Rose tenants called Iacuzzi "dyke, butch, gender freak, dildo, bitch, and faggot," s/he alleges, and posted notes on her/his door saying things like, "Why don't you move, no one likes you."
On October 17, 2007, Rose resident Glenda Meyers submitted a petition for a stalking protective order against Iacuzzi, documenting two alleged incidents of threatening, one of which was documented by Barton.
Iacuzzi says Meyers and Barton lied about her/his alleged threatening behavior. Iacuzzi also obtained a stalking order against Meyers on October 31, after Meyers and a group of tenants allegedly threatened to beat her/him. Reach declined comment.
On November 12, 2007, Meyers reported Iacuzzi to the police for "being in the building" where she lived, and Portland Police Officer Andrew Kofoed arrested Iacuzzi for violation of the protective order. Kofoed allegedly told Iacuzzi, "All you want is money, you will never get any press, you're a nobody."
Iacuzzi then spent 29 days in jail, where s/he attempted suicide on Thanksgiving 2007. Kofoed declined comment on his alleged remarks through the cops' Public Information Officer Brian Schmautz.
"Everyone's thing is to try to discredit Lee/Lisa and try to suggest that s/he's causing these problems her/himself," says Scott Leonard, an independent attorney who is handling Iacuzzi's BOLI claim and lawsuit against Reach Community Development. "But BOLI has looked into these complaints, and independent investigators have found them to be substantiated not once, but twice."
Iacuzzi's suit against Reach, for housing discrimination under county and city code, is seeking $350,000 in compensatory damages.

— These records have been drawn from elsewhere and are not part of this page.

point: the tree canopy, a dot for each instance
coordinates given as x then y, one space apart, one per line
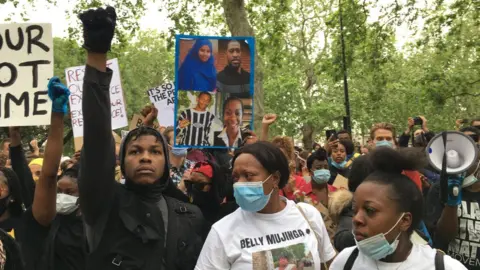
298 72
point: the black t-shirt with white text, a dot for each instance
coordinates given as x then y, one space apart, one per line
465 246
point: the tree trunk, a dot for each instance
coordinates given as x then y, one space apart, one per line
238 24
307 136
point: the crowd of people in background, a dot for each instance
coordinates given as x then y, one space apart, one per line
141 203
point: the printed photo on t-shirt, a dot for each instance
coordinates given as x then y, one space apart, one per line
294 257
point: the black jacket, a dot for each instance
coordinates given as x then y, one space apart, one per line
124 231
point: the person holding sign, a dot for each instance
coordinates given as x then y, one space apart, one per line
197 71
53 225
194 124
138 225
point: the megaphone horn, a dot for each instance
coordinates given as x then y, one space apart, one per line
462 152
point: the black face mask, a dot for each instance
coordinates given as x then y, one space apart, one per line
3 205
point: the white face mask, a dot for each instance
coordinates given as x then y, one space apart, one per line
66 204
377 247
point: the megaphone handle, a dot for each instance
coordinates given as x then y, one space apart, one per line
455 191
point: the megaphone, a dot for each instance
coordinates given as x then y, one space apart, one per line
461 153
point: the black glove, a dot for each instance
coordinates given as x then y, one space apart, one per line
98 29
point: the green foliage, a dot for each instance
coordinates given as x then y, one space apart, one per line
298 44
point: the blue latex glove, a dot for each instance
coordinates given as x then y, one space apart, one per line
452 183
58 94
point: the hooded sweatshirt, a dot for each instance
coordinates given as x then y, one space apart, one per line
128 220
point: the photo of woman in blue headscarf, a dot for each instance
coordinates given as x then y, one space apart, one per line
197 71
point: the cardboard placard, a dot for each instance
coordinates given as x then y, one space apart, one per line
26 65
163 97
340 182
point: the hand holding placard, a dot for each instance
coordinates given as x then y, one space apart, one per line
58 94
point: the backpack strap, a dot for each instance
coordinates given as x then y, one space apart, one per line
351 260
439 263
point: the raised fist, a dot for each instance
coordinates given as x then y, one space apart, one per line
98 29
411 123
58 93
34 144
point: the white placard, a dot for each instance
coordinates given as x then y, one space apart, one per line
163 97
75 76
26 65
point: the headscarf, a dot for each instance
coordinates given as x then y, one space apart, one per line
195 74
164 185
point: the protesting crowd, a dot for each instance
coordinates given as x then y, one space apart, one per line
141 202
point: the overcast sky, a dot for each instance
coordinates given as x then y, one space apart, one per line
153 19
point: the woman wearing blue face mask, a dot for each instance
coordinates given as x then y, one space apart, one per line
338 164
266 224
387 207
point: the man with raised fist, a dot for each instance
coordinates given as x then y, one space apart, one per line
139 225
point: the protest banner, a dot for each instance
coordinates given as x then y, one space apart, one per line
74 77
26 65
218 72
163 97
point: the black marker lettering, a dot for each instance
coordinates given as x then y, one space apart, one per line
13 74
35 40
38 100
8 39
34 65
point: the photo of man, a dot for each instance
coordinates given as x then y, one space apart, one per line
218 116
233 79
193 125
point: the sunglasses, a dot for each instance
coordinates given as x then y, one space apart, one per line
195 185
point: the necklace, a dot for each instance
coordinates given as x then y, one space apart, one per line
376 264
398 267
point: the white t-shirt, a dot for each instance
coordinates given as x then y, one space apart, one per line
422 257
246 240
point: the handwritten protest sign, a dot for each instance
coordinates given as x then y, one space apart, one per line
75 76
163 97
26 65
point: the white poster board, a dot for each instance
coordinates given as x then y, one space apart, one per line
74 76
163 97
26 65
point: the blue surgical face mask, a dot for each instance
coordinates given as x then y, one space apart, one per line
321 176
384 143
340 165
179 152
377 247
250 196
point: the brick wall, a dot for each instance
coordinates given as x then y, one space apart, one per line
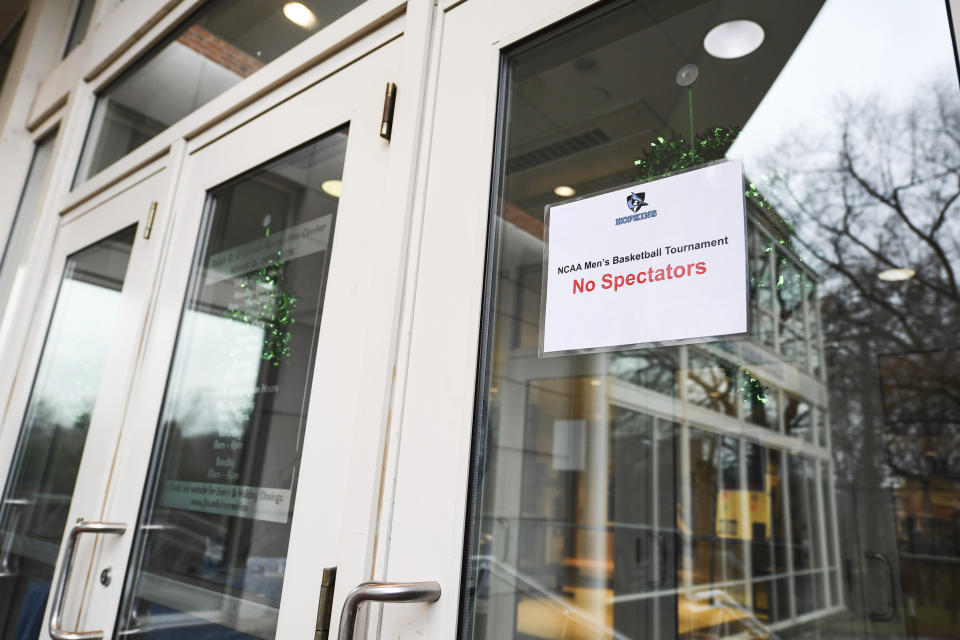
219 51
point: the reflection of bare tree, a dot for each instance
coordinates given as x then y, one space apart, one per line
885 195
884 198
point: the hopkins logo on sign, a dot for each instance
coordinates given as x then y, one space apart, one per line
637 200
634 202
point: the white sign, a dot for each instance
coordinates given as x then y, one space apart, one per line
654 262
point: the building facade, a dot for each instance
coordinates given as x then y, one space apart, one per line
202 438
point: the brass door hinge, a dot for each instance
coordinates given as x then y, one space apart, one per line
151 215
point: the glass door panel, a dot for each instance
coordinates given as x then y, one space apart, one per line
796 481
248 398
37 496
211 548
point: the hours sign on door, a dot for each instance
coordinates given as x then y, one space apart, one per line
654 262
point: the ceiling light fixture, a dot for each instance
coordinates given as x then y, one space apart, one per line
299 14
896 275
331 187
733 39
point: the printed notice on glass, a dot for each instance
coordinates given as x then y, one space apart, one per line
654 262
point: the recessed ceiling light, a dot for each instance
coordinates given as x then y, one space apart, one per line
299 14
896 275
331 187
733 39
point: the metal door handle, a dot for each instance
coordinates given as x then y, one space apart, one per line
56 609
383 592
884 617
657 540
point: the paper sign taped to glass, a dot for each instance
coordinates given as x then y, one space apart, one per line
651 263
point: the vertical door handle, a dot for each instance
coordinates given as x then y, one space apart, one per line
383 592
56 608
657 540
892 604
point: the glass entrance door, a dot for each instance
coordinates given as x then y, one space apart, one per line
261 395
793 481
62 415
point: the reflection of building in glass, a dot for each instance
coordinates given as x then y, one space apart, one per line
681 489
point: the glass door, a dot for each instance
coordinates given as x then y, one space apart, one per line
64 413
251 459
798 480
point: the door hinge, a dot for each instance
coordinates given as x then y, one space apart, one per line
151 215
389 100
325 608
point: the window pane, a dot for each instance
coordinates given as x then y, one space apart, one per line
844 180
211 546
13 274
217 47
37 495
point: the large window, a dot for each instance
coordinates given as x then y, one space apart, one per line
716 488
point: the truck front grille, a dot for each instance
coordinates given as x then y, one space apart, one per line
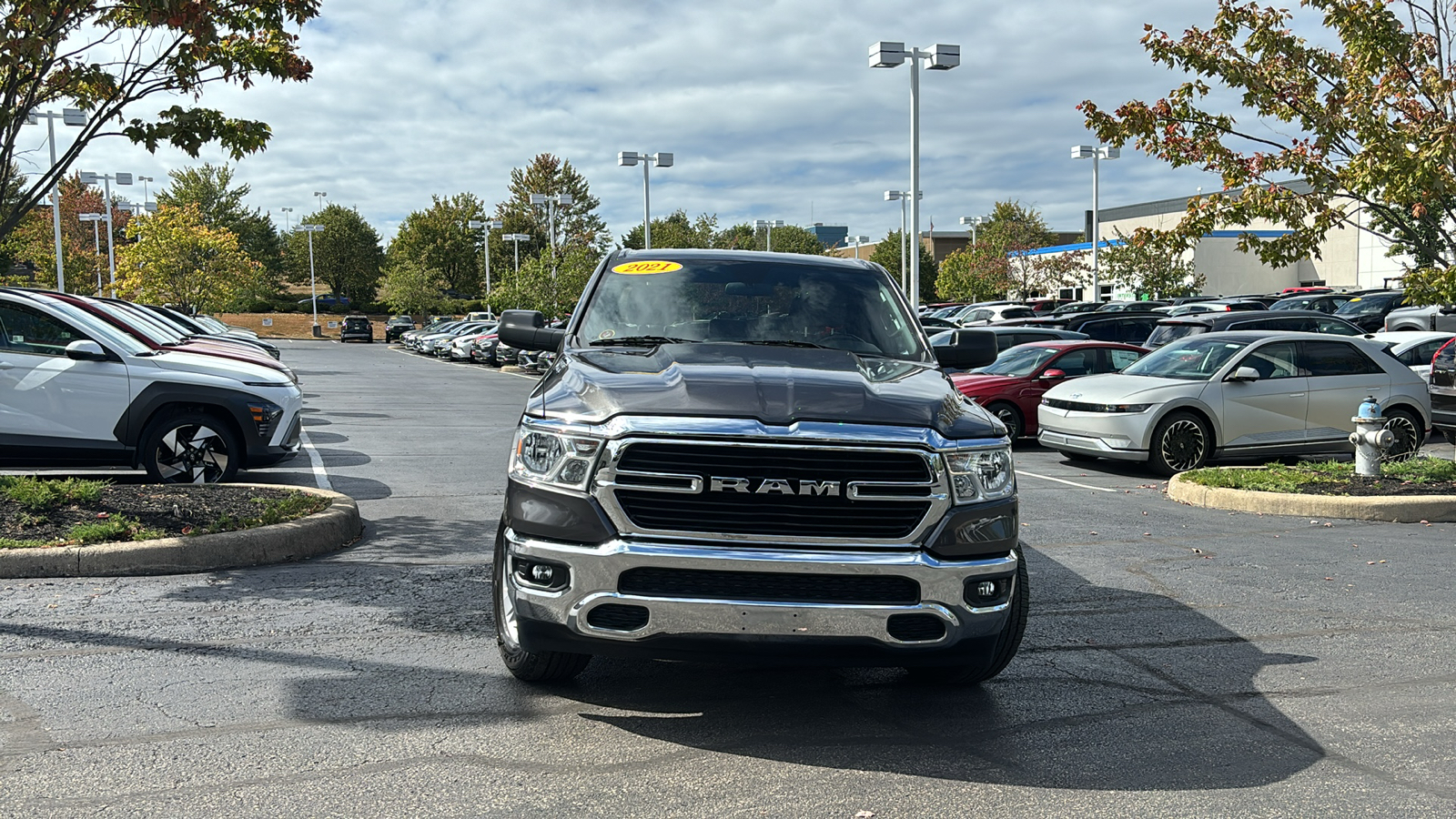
826 493
776 586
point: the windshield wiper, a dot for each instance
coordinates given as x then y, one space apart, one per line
638 341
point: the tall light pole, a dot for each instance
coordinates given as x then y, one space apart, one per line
87 178
313 288
771 225
73 116
95 219
517 239
488 227
1096 153
941 58
973 222
628 159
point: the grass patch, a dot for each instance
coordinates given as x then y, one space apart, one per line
116 528
1283 479
281 511
38 494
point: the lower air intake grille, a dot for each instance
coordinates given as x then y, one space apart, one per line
695 583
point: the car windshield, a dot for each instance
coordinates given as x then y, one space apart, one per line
1368 305
750 302
1193 359
1019 361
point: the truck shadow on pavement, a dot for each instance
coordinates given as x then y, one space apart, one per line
1113 690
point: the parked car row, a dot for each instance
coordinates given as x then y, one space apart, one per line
104 382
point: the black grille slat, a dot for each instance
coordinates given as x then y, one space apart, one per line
776 515
696 583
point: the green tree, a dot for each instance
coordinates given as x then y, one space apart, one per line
1149 264
439 238
106 56
175 258
676 230
347 256
887 256
210 188
1369 123
411 288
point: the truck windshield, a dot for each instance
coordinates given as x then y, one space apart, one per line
750 302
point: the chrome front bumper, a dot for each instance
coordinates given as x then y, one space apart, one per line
594 571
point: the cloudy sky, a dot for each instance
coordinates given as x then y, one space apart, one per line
769 106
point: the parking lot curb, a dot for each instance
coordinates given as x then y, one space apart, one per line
318 533
1395 509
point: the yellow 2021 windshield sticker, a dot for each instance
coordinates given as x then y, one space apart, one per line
642 268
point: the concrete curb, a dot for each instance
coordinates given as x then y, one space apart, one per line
318 533
1395 509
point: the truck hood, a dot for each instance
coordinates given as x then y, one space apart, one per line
775 385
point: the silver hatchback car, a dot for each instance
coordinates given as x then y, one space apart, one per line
1235 394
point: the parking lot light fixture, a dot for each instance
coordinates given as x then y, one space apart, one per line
76 118
89 178
630 157
517 239
939 57
769 225
487 225
313 288
1096 153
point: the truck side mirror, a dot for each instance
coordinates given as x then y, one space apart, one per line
526 329
968 349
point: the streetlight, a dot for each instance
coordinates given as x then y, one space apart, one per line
517 239
488 227
771 225
903 197
76 118
313 288
938 57
87 178
1096 153
628 159
95 219
973 222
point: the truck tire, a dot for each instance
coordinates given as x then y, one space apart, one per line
1006 643
529 666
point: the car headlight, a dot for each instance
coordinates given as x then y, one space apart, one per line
543 457
982 474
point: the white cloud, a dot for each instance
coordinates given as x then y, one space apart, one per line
768 106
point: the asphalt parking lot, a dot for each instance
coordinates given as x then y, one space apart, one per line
1178 662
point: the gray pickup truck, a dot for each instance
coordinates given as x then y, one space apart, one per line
754 455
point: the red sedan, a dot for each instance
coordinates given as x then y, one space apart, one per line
1011 388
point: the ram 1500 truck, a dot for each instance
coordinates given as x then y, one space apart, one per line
747 453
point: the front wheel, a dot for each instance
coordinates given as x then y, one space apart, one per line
531 666
1181 442
189 448
1006 643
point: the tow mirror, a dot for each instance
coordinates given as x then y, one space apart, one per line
526 329
85 350
968 349
1245 373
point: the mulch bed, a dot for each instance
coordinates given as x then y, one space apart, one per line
169 509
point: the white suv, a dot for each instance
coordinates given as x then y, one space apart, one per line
76 390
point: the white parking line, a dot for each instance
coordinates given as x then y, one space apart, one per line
1065 481
320 475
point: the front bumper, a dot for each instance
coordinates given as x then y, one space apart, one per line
710 627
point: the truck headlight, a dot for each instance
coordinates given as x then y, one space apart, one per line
548 457
982 474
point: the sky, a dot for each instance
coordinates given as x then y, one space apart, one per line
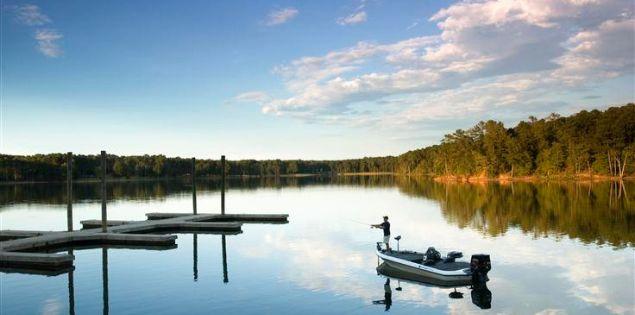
299 80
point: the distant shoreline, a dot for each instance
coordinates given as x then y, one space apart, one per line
443 179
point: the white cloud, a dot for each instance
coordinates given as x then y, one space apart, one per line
355 18
47 42
487 55
47 39
30 14
281 16
253 97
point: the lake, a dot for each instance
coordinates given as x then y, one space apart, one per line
556 248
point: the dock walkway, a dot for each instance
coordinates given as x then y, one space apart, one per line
36 249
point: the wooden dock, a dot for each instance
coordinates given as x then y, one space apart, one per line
37 252
32 249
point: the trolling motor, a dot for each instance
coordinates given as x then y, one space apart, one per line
398 238
480 265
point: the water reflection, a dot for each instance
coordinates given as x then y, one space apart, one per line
594 212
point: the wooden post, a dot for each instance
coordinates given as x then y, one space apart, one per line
225 277
69 191
195 256
222 191
71 289
103 191
104 279
194 185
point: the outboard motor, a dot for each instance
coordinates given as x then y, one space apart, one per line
480 265
482 297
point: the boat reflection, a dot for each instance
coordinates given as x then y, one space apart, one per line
480 294
387 301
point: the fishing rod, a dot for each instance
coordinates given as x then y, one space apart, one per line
358 222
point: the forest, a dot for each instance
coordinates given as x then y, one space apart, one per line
588 143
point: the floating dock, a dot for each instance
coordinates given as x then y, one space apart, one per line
35 250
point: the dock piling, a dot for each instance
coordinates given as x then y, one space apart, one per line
194 185
222 191
103 191
69 191
225 277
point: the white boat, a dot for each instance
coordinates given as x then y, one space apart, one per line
443 270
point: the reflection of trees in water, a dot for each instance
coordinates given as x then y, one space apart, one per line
55 193
598 212
591 212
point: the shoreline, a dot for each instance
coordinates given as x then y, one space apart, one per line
502 179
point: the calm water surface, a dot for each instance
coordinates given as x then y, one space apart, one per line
555 248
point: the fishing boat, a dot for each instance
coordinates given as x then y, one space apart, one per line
481 296
431 265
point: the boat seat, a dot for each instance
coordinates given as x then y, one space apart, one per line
432 256
452 256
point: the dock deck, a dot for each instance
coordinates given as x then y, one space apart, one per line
32 249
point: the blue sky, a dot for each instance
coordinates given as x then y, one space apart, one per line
310 79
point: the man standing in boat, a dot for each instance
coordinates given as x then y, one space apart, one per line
386 227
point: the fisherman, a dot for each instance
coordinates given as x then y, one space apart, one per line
386 227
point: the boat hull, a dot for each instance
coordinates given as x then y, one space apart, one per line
443 277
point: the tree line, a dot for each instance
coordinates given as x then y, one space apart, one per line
584 144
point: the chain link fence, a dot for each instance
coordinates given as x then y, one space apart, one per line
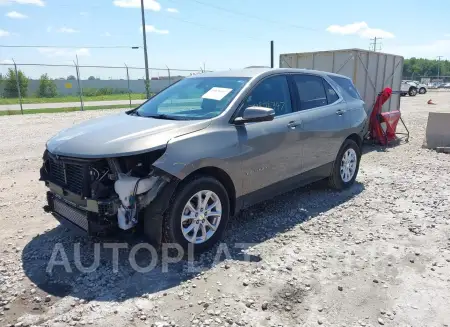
433 83
68 87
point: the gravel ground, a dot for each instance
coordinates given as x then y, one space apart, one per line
377 254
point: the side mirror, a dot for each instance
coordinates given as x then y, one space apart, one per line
255 114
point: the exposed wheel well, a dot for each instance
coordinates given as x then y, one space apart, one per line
355 137
223 178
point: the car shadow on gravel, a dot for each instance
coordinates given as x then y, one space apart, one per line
118 279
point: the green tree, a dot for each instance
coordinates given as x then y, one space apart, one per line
419 67
11 90
47 87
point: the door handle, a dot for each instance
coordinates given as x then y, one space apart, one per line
293 124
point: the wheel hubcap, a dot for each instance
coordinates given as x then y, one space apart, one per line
348 165
201 217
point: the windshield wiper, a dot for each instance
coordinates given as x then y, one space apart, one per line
164 116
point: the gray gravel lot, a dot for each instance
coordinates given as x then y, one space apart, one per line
377 254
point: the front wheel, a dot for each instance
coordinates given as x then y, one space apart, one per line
346 166
198 215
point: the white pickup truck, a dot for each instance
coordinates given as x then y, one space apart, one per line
408 87
422 88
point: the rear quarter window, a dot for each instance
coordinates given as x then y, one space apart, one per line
347 85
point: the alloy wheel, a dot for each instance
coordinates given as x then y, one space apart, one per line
348 165
201 216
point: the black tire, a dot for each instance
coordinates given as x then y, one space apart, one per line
172 220
412 91
335 180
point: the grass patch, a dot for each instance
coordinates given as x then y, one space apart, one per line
56 110
74 98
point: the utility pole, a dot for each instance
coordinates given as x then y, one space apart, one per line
144 35
374 43
439 63
271 54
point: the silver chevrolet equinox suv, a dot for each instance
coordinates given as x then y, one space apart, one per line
181 164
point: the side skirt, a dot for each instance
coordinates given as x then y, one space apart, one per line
284 186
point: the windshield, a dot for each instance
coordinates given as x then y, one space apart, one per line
193 98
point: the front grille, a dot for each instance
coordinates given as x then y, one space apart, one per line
108 208
76 216
69 175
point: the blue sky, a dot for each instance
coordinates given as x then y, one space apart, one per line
189 33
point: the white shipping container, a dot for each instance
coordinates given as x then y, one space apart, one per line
370 71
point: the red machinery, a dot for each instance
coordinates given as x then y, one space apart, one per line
383 125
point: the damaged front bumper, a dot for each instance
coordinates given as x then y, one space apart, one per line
95 217
71 197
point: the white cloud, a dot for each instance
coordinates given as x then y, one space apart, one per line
56 52
4 33
427 50
67 30
361 29
153 29
39 3
148 4
16 15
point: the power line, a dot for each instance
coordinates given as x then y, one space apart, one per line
247 15
439 64
213 28
375 45
71 47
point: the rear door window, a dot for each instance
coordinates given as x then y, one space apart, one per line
311 91
331 93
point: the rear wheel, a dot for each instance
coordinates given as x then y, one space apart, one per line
346 166
198 215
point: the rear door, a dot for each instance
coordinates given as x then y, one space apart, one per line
322 113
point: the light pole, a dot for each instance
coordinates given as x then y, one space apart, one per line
439 62
144 35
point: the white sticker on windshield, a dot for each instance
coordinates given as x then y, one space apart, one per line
216 93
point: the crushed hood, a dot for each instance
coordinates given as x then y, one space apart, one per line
119 135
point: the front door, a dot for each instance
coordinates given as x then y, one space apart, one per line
270 149
322 116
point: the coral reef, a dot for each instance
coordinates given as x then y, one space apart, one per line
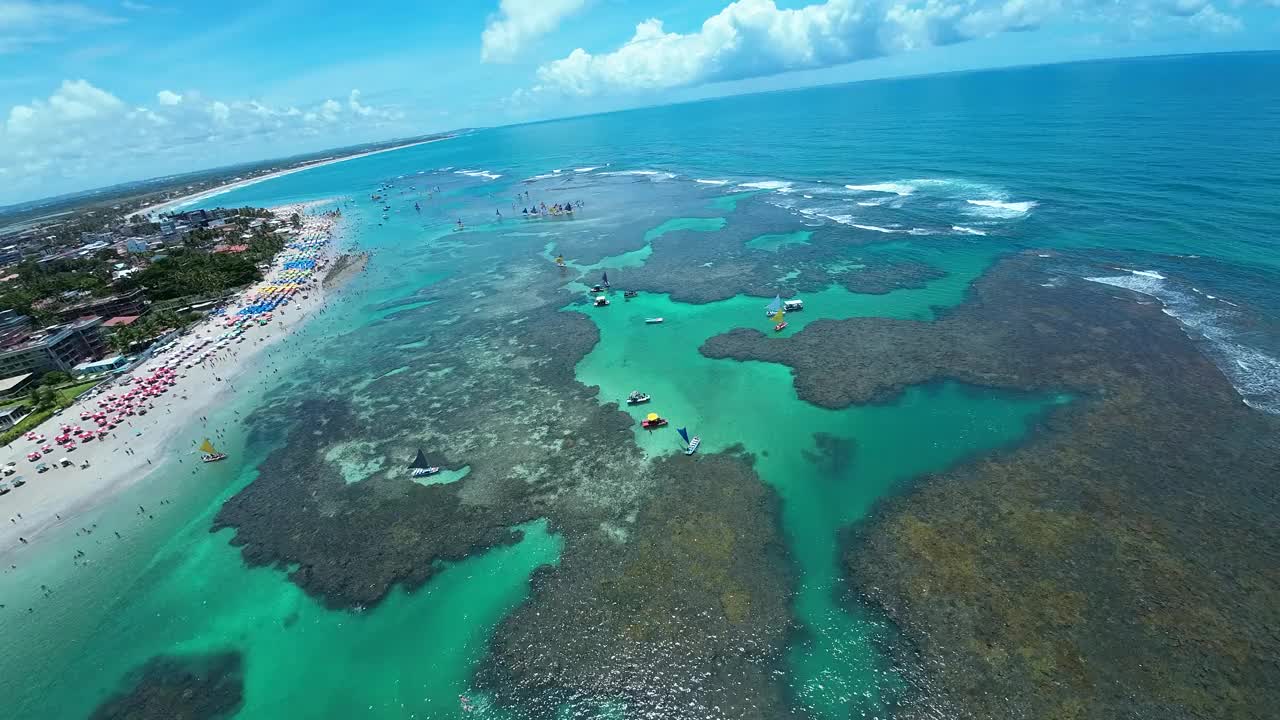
205 687
684 614
1120 565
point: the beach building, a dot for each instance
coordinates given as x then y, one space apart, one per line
132 302
13 324
17 384
10 417
104 365
58 347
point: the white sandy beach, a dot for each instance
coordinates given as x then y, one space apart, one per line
237 185
60 493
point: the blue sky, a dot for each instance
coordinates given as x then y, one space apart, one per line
97 92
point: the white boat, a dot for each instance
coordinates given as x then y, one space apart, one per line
210 454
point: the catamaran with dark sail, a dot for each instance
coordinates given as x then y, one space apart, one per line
693 443
421 468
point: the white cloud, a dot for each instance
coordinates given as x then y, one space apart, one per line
519 22
1211 19
69 139
755 37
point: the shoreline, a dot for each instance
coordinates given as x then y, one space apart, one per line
58 496
237 185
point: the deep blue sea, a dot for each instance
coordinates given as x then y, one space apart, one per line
1166 163
1164 172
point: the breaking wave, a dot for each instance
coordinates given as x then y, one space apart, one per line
1001 209
890 187
781 186
1253 373
478 174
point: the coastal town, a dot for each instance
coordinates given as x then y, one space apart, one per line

S/he may also sue the Bradley-Angle House, s/he says.
"At this time, we are unable to comment on the specific facts of this matter, especially given that the allegations against Bradley-Angle House may impact a larger scope than just our organization," says Karla McFarland, executive director of Bradley-Angle House. "However, we maintain that there is no merit to Lee/Lisa Iacuzzi's allegations that Bradley-Angle House discriminated against her/him in any way."